Some people waited more than four hours to get back their luggage, Courtney said, adding that she got tired of waiting and is hopeful her bags, and the Christmas presents in them, arrive in Juneau when she does. With weather permitting, Courtney hopes to catch another flight Tuesday.

Two Alaska-bound flights did manage to escape the Seattle airport early Sunday during a break in the weather; one bound for Anchorage and another for Juneau. Alberta Jones, a longtime Juneau resident spending a year living in Washington, D.C., was one of the lucky few Sunday to make it out. Jones will be visiting the same family members as Courtney, but the two women are not directly related.

"Living here for so many years, we expect bad weather and we ... just go with the flow," she said. "You take that gamble living in Southeast Alaska."

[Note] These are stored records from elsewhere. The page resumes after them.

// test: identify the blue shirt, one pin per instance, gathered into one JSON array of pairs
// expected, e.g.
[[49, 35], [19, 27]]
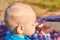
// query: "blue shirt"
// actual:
[[14, 37]]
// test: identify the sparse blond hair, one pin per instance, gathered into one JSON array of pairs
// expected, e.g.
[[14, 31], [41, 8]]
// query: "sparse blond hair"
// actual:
[[17, 13]]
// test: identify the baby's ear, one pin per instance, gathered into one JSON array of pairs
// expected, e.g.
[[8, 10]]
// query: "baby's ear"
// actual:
[[20, 29]]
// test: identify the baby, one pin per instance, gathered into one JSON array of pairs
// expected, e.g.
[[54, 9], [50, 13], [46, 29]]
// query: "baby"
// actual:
[[20, 19]]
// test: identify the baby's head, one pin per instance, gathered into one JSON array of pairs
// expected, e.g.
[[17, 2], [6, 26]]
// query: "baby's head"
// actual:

Jones' stepdaughter's Tuesday flight from San Francisco to Juneau, with a scheduled layover in Seattle, has been postponed until Christmas Eve so the congestion of people in Seattle can be dealt with first.

Both Jones and Courtney said the overall mood at the Seattle airport was better than expected considering the large number of weary travelers and usual holiday angst.

"It didn't seem too extreme, and for the most part people had a pretty good attitude about (the cancellations)," Jones said, adding that her family would "make the best of the time we have together."

The National Weather Service projects sunny weather in Juneau today and about a 30 percent chance of snow Tuesday. Weather in Seattle is expected to warm up by early afternoon today and less than an inch of snowfall is expected.

An airline spokesman said passengers may reschedule for another flight without penalty, or travelers can apply for a full refund of the unused portion of their ticket. Holiday travelers can check flight status by calling Alaska Airlines' reservation center at 1-800-252-7522 or by visiting www.alaskaair.com.